So you want to Change Sex?




Transsexual Problems

A provocative title in these days of 'Infinite Gender Diversity,' and the barrack room lawyers will jump on the title with a dozen different views of current thinking on terminology and aetiology.

Enough 'ologies'.

Some people, want to live as the opposite sex than the one they were born and brought up with.

Luckily, in Britain at any rate, people in that situation have the chance to make a life for themselves in a new gender role.

Now, I'm not talking about people who want to be flexible, and appear one way one day, and another way the next, or those who want to create a whole new gender, just for themselves, I mean the people who actually want to fit in as a member of the opposite sex.

Now there are many thousands of people who do just that, with varying degrees of success, and acceptance.

Laws exist to protect the Rights of Gender Dysphoric people, but of course enforcing them is nigh impossible. If you tell your current Employer that you want to be a woman, there is every chance they will find a way to get rid of you, perfectly legally, for one pretext or another. I have seen this happen to people I know. I have seen how the Court system is almost impossible to gain redress from.
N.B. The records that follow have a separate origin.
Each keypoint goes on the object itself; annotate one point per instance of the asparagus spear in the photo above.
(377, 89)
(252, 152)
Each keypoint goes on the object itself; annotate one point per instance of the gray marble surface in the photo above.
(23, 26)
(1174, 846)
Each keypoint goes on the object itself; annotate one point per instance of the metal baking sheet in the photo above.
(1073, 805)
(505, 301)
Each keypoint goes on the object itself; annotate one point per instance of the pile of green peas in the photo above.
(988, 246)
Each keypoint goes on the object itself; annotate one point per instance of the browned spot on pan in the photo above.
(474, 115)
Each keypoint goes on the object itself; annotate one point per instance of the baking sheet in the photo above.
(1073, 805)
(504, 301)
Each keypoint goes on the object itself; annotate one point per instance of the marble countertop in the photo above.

Now, there are also some brilliant and very positive Employers out there, so if you are thinking of changing your Gender, check out your Employer, and if in any doubt, seek out new Employment with a big firm with a good track record with Trans Employment.

But that's something to consider if changing over gender roles is what you want to do. For many people it isn't the right thing to do, and no one can tell you, what is right for you. Only you can decide what is right for yourself. If you ask a Psychiatrist for a Sex Change, you will get one, sooner or later, especially if you have money to pay for private treatment. They will give you whatever you ask for. So, you had better be sure what you ask for, is what you really want.
Sex Change Surgery is not reversable. Once a mans penis has been sliced and diced and restitched into a neovagina, it's gone. Creating a replacement is possible, but you'll be well aware that what you have is not what you started with.
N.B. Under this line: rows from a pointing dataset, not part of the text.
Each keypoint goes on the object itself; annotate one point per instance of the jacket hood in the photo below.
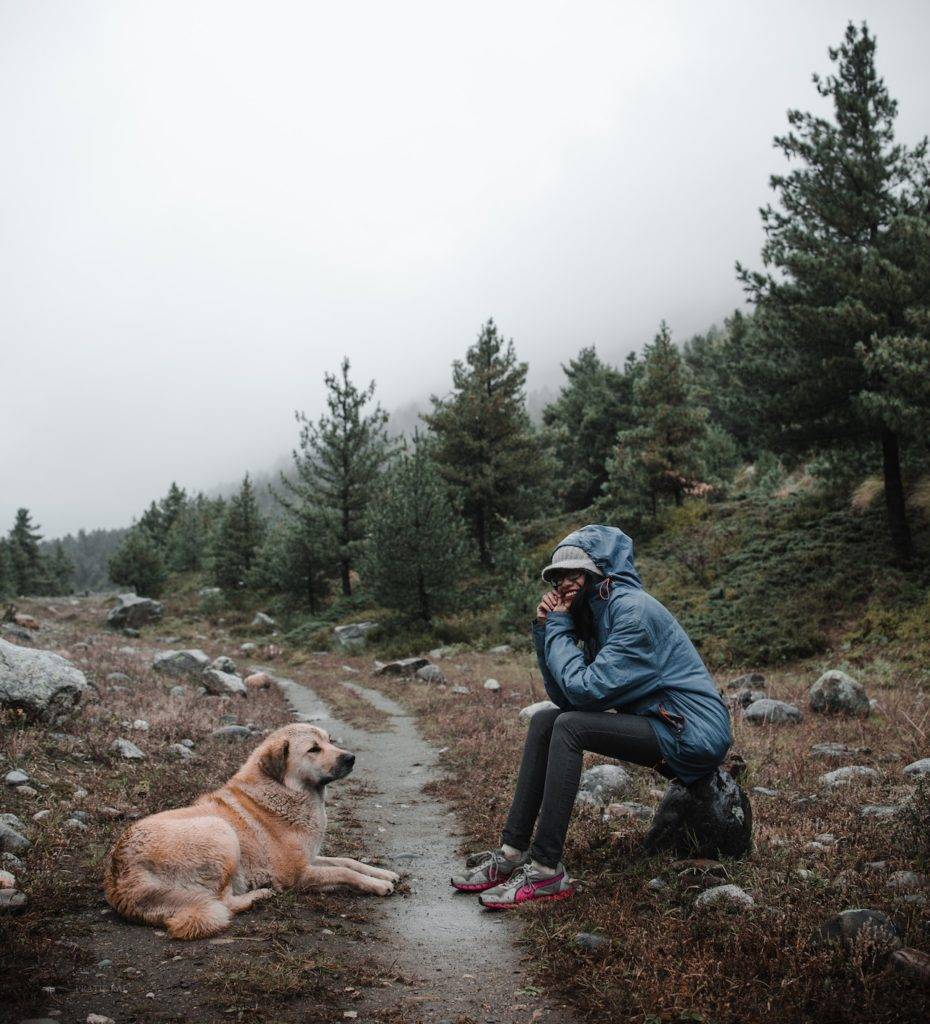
(609, 549)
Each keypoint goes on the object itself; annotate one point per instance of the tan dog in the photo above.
(191, 869)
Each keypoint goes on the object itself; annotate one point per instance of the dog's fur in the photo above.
(192, 868)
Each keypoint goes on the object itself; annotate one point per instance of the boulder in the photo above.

So, think long and hard before having a Sex Change, or Gender reassignment. Be sure it's right for you and something you can live with for the rest of your days.
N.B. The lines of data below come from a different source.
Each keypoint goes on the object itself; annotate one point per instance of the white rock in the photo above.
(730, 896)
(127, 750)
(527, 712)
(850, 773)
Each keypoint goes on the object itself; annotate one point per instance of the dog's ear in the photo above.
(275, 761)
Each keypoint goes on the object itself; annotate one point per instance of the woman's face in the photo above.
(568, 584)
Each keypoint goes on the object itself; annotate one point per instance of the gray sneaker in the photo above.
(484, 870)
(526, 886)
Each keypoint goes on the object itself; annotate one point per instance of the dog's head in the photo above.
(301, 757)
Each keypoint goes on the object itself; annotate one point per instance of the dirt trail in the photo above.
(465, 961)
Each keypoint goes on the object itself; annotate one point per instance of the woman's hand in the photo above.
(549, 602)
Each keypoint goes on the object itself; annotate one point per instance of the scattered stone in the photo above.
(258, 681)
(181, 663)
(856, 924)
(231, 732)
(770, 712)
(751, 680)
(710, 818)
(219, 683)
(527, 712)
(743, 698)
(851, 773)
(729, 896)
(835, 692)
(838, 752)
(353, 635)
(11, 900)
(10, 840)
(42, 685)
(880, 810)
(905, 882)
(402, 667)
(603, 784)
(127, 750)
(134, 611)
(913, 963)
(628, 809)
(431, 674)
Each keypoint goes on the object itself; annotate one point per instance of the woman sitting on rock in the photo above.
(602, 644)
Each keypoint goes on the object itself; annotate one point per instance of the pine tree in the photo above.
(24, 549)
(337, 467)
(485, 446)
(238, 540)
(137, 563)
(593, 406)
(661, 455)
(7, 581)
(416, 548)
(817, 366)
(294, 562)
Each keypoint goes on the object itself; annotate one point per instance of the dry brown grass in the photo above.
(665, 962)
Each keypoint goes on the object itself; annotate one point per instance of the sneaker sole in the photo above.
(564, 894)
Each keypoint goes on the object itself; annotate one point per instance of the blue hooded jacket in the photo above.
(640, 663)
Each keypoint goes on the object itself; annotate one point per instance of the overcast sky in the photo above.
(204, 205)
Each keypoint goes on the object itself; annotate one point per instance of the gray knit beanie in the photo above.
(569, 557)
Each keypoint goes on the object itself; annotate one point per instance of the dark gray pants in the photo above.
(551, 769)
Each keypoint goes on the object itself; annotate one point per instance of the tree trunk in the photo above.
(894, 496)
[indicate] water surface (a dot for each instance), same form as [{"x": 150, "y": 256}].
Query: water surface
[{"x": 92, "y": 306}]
Now, it is quite possible without surgery or hormones for a man to live successfully as a woman. I know a good dozen people who have done just that. Some of them have gone on to have surgery at a later date, sometimes decades after first changing gender role.

Now, this is the thing, having surgery does not make 'a man' into 'a woman', it changes one or more parts of the body to resemble that of a woman, the rest, the mannerisms, the behaviour comes from you.
If you walk and talk like a man, all the surgery in the world, won't help you, people will see where you are coming from, and this may or may not create problems depending on where you live, and how nice the people around you are.
Where do you Socialise? What do you like to do? Will you be accepted by your old friends?
It's no good saying they have to accept me, because they don't, people find out who their friends are quickly when they Change over gender roles.
Sex.
DO you have a Sex Life? DO you enjoy your Sex life?
If you have a Sex Life that you enjoy, using your existing genitals, then my advise would be not to have a Sex Change.
It is up to you, everything is, BUT, big but, if you enjoy sex before surgery, you will find it very different after surgery.
Everyone I have spoken to about their surgical outcomes, and that's a few people, have different results. Some have Orgasms, some don't, some have Multiple Orgasms and the Best ones ever, the gal who said that was staring at my left ear, and grinning maniacally when she said it so I'm not sure about her view at all.
Any way, change is sometimes essential, but it's not always for the best. Think long and hard before doing anything irreversible, and you have plenty of time to find out what you like.